While the world's largest companies are expecting to take an almost $1 trillion hit from risks related to climate change, they also see business opportunities worth double that amount from the transition to a low-carbon economy, according to a report released June 4.
However, the report's authors said companies may not be taking a global view of the risks posed by climate change in the coming years.
The survey by the CDP, a nonprofit formerly known as the Carbon Disclosure Project that provides climate change data for investors, shows that 215 of the world's largest companies see the financial impact of climate change to their businesses of more than $970 billion. That is due to increased operating costs, asset write-offs, policy changes and reduced demand as consumers shift toward more climate-friendly goods and services such as electric cars.
More than 80% of them believe that extreme weather, rising global temperatures and a rise in the price of emissions will have an impact of their business, with about $500 billion of the costs "likely to virtually certain" to happen mainly due to legal and policy changes.
The companies, representing almost $17 trillion in market capitalization, expect to write off $250 billion in assets.
'Rosy' view
The survey, which includes responses from the likes of Apple Inc. and Nestlé SA as well as financial services firms such as JPMorgan Chase & Co., HSBC Holdings PLC, Banco Santander SA and Axa, analyzes risk based on the guidelines of the G-20's voluntary disclosure framework, the Task Force on Climate-related Financial Disclosures, or TCFD, which is set to publish its second status report on June 5. It includes data from nearly 7,000 companies and takes a close look at the world's 500 biggest companies by market capitalization.
However, the report found that the biggest companies see more opportunities than risks as changing consumer needs, demand for climate-friendly products and services, and an increase in capital pools as financial institutions lend more readily to companies that produce less emissions. Around 225 of the companies surveyed provided potential financial impact figures. They see opportunities totaling $2.1 trillion and are almost certain those will occur.

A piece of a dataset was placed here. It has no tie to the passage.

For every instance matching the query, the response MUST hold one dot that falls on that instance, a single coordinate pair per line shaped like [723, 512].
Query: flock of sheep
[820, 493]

"They are seeing the opportunities as being very rosy in most sectors apart from power and that they can manage these risks," report author Nicolette Bartlett, director of climate change at CDP, said in an interview. "But I would caution some companies [that] they could be taking too narrow a view."
She said companies may not be taking into account some of the technological changes and were not looking enough at the physical risks, which include storms, heat wave and droughts. U.S. companies, in particular, could be underestimating the risks from extreme weather given the spate of wildfires and hurricanes in the last two years, she said.
Financial sector
The financial sector is forecasting the most in potential revenue from climate change at $1.2 trillion. While the sector is used to making risk assessments, financial institutions are not taking a broad enough approach to climate change and were looking at the impact on their direct business, not on the risks their customers may pose in the future.
The report comes as financial regulators are becoming increasingly concerned that banks could be left with stranded or worthless assets because certain industries they finance may become obsolete.
With regards to the fossil fuel business, she said that only a small group of companies in this sector had provided data more on opportunities than risks from climate change, raising questions as to how they were going to manage risk as the global economy decreases its dependence on coal and gas.
About half of the total 6,937 companies surveyed said they did not see a "substantive" opportunity or risk from climate change, Bartlett said.
"I was surprised by that because I could see that from some sectors at this point in time that may be true but for such a large group of companies they are certainly missing things," she said.